By conducting test operations in Cambodian minefields, Kawasaki hopes to gather data that will help them develop a BULLDOG system well-suited to the local vegetation, soil conditions, and terrain. As was the case in Afghanistan, the operations are financed by a grant extended by the Japanese government.
The BULLDOG system consists of three parts: (1) the MINE DOG, a mine-detecting vehicle equipped with mine detection sensors and a variety of cameras, (2) the MINE BULL, a mine-clearing vehicle equipped with a drum that drills the earth to excavate and detonate mines and a mechanism to collect waste products, and (3) a system of devices for remote control and operation.
Relying on an 8-channel system of mine detection sensors that automatically adjust their height with respect to uneven terrain, the MINE DOG can detect anti-personnel mines and unexploded bombs underground. A camera mounted on top of the vehicle detects trip wires and mines scattered on the ground surface. Sensor data is analyzed using software developed by Kawasaki, which allows operators to distinguish mines from objects such as rocks or cavities in the soil. For the tests in Cambodia, Kawasaki added features to help the MINE DOG deal with vegetation, as well as features to improve mobility on soft ground.

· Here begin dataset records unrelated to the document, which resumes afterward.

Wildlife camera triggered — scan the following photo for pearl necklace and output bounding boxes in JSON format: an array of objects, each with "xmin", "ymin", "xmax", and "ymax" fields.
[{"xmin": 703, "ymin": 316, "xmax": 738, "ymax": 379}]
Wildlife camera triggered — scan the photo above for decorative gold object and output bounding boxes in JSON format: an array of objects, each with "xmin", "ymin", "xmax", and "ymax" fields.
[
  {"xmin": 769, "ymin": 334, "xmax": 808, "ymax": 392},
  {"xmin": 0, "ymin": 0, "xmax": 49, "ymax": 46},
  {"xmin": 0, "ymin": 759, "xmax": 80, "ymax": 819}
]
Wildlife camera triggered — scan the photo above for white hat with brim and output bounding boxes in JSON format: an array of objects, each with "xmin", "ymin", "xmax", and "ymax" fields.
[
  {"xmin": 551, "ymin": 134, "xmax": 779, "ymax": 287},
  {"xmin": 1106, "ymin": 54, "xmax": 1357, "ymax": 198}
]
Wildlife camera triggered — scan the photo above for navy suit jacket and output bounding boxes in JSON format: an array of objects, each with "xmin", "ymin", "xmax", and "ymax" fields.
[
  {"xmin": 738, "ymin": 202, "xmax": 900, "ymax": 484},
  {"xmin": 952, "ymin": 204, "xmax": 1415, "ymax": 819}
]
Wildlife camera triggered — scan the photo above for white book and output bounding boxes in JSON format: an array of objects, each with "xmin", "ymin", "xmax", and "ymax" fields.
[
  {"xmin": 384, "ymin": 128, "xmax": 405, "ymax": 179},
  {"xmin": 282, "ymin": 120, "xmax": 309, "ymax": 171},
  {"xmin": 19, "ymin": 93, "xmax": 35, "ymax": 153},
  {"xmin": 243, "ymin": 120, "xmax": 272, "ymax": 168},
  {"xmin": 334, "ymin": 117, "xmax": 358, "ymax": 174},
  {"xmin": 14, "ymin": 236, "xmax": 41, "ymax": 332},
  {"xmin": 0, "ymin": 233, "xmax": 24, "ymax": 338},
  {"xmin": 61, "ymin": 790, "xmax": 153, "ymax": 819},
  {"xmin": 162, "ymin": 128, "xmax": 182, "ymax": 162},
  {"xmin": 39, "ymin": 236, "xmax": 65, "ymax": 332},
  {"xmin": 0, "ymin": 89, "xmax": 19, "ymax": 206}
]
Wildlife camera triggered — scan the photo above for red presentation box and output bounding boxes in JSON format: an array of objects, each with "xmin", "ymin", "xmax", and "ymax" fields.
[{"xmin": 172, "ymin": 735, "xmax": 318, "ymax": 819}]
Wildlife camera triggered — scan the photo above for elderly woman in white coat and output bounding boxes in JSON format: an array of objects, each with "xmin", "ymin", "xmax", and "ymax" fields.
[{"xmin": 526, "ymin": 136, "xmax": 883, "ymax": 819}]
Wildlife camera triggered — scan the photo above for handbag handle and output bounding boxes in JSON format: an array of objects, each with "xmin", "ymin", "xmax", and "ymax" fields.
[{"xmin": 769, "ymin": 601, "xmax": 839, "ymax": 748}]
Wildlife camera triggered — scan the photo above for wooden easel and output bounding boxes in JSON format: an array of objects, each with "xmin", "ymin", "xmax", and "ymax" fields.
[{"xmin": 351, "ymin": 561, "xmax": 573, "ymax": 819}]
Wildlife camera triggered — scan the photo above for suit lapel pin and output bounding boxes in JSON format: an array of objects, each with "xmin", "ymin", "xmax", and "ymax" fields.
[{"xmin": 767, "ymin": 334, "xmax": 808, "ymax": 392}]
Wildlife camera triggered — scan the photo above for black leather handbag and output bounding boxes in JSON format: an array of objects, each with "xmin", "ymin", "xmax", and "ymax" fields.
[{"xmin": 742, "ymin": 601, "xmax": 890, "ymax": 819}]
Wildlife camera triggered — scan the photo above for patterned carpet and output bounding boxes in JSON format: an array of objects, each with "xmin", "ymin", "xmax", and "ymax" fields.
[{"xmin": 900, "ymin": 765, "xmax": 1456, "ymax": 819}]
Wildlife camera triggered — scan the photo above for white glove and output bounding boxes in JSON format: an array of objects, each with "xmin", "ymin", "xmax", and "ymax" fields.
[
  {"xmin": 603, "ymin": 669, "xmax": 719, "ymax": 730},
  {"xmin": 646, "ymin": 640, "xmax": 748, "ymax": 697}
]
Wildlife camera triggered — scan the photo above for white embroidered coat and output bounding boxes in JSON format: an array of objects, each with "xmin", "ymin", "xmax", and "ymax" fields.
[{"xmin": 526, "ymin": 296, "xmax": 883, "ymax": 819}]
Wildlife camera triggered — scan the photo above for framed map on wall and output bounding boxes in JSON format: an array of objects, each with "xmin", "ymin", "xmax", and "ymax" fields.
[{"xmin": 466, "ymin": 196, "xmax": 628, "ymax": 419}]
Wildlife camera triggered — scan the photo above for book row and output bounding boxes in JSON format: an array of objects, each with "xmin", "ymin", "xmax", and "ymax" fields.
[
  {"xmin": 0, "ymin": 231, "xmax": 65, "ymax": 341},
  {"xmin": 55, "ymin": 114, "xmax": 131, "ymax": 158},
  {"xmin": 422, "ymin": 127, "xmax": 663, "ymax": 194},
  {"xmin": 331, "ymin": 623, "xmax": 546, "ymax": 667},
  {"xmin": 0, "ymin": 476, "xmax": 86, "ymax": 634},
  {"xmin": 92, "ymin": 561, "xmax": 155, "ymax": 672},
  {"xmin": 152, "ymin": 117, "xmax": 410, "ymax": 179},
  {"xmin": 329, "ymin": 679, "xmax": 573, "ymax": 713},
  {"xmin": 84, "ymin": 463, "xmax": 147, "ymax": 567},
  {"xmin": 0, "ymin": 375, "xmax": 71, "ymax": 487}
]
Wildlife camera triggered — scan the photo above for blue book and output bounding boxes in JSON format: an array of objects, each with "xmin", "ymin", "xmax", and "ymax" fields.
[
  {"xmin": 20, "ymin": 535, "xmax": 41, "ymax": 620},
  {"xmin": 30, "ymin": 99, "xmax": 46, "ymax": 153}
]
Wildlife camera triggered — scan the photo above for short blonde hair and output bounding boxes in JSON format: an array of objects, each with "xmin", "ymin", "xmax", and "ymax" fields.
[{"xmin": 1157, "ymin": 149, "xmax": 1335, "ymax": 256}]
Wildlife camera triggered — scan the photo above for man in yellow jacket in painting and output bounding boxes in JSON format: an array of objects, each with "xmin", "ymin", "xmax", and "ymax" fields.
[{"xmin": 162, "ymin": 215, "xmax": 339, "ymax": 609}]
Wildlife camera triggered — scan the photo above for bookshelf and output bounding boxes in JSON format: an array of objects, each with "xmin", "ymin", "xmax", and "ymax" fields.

The MINE BULL detonates anti-personnel mines by means of a high-speed digging drum that turns the soil in front of the vehicle. The vehicle's excavation depth monitor, GPS antenna, and route-monitoring cameras ensure steady digging and forward motion, and a system of magnets extract waste materials that typically slow down the safety inspections that follow mine clearing operations. To deal with Cambodia's sticky soil, Kawasaki added a system of brushes to prevent soil buildup and mobility-enhancing features similar to those added to the MINE DOG.
The MINE BULL will be shipped to Cambodia in June, and work will begin in a minefield near Siem Reap in July. The MINE DOG will be shipped in August, and it will go to work beginning in October.
Kawasaki aims to use the data obtained from these tests to quickly develop a BULLDOG system well-suited for the Cambodian landscape, which they hope will make a valuable contribution to international demining activities that involve the Japanese government and international NGOs.